Using speech technology to make real-time decisions at KMWorld Connect 2020
Jans Aasman CEO, Franz Inc discussed “Analyzing Spoken Conversations for Real-Time Decision Support in Mission-Critical Applications” during his KMWorld Connect 2020 presentation, part of the Text Analytics Forum track.
KMWorld Connect, November 16-19, and its co-located events, covers future-focused strategies, technologies, and tools to help organizations transform for positive outcomes.
This talk covered the work Franz does to analyze spoken conversations between customers and CRM or call center agents in mission-critical applications along with the additional challenges of making sure speech-to-text technology can deal with domain concepts.
Text analytics is growing fast, Aasman explained, but speech is growing even faster. Voice recognition is becoming part of everyday life from the use of Alexa to Cortana to Google Assistant.
The APIs for speech processing are getting better by the day, he said. It’s become easy to incorporate this technology in work.
By combining speech technology, natural language processing, and knowledge graphs Franz has been able to help an intelligent call center.
Before a salesperson calls a customer they research their customer in order to start a conversation, he explained. But, this company had so much information, they were flooded with dark data.
Franz built a knowledge graph to sort through the structured data, he said. The platform was built on top of AllegroGraph. Through this taxonomies can then be built, and items can be sorted, classified, and more.

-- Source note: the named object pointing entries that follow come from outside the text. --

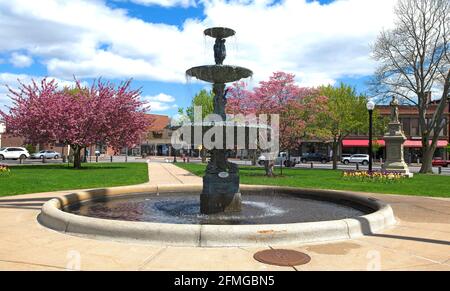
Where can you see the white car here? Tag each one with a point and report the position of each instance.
(13, 153)
(282, 158)
(356, 159)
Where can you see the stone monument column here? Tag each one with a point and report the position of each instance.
(394, 139)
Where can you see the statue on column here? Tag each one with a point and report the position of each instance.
(394, 110)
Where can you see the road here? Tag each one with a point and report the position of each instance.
(414, 168)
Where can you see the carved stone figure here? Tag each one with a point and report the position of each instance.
(394, 110)
(220, 52)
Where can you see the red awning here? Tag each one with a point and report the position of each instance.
(360, 143)
(418, 144)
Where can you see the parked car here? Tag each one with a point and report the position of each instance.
(13, 153)
(356, 159)
(315, 157)
(46, 154)
(440, 162)
(282, 158)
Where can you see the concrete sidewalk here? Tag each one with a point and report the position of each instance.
(420, 241)
(167, 174)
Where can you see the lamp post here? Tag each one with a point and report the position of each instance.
(2, 130)
(370, 108)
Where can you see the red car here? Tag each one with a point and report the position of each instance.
(439, 162)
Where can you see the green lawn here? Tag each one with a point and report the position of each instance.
(420, 185)
(43, 178)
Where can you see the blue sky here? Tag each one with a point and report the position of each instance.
(155, 41)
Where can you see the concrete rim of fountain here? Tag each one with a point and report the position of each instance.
(53, 217)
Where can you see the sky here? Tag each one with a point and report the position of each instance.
(155, 41)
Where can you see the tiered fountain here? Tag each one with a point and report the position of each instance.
(173, 214)
(221, 181)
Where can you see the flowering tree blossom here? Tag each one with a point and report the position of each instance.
(79, 116)
(297, 107)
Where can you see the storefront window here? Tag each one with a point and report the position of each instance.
(415, 127)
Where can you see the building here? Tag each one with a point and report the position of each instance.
(409, 117)
(156, 141)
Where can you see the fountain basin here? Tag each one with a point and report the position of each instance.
(211, 235)
(219, 74)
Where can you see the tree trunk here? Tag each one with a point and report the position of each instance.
(335, 154)
(76, 157)
(254, 157)
(268, 166)
(203, 154)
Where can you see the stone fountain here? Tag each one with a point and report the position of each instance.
(170, 214)
(221, 181)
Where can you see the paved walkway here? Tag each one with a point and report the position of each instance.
(167, 173)
(421, 241)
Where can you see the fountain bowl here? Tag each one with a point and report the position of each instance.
(219, 32)
(219, 74)
(54, 217)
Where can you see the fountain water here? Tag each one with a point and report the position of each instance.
(172, 214)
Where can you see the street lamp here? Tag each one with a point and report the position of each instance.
(2, 130)
(370, 108)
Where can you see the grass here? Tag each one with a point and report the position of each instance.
(420, 185)
(45, 178)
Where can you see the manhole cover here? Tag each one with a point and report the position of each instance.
(282, 257)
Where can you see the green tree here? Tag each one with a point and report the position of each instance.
(346, 114)
(205, 100)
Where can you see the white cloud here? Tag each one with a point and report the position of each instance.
(160, 102)
(20, 60)
(155, 106)
(166, 3)
(160, 98)
(319, 43)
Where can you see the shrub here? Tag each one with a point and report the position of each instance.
(374, 176)
(4, 171)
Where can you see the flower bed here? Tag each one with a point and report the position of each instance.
(4, 171)
(374, 176)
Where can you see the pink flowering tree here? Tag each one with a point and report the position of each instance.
(79, 116)
(297, 107)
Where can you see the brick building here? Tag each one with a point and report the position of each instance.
(409, 117)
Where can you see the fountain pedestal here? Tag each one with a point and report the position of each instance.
(220, 194)
(221, 181)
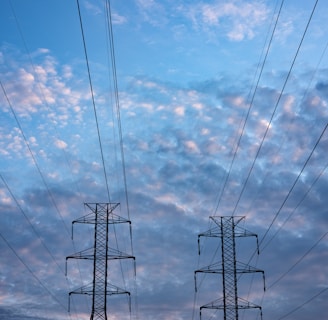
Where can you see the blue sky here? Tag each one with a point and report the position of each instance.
(204, 132)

For speech technology, companies can use a taxonomy trained speech recognizer.
Companies need a customizable speech recognizer that can take input directly from a taxonomy, he said.
Most speech to text systems tend to fail on very specific domain words, instead it needs to be customized.
“For static domains we train the language models using machine learning but the process is expensive and takes more time,” Aasman said.
Building alt-labels for speech is an art in itself and very different from building alt-labels for written text, he said.
Organizations need a speech recognizer that provides both real-time and batch processing. Batch processing is good enough for regular analytics and users can spread out the transcription over those periods when there is less need for real time processing.
Diarization is very important but commercial speech recognition systems have a hard time with phone conversations. It makes a difference who talks about the product, competitor, an object or sentiments.
Franz combines the dual stream features of speech recognition with smart software splitting streams at the PBX level, he said.
“This is all very new,” Aasman said.
For every campaign and for every language enterprises should have a gold standard conversation. Run that every 2 minutes to see if the right words and pharses come back, he explained.
Always have a human in the loop, he suggested. By training a speech recognition tool through taxonomies, some of the regular English deteriorates. Only a human can detect that.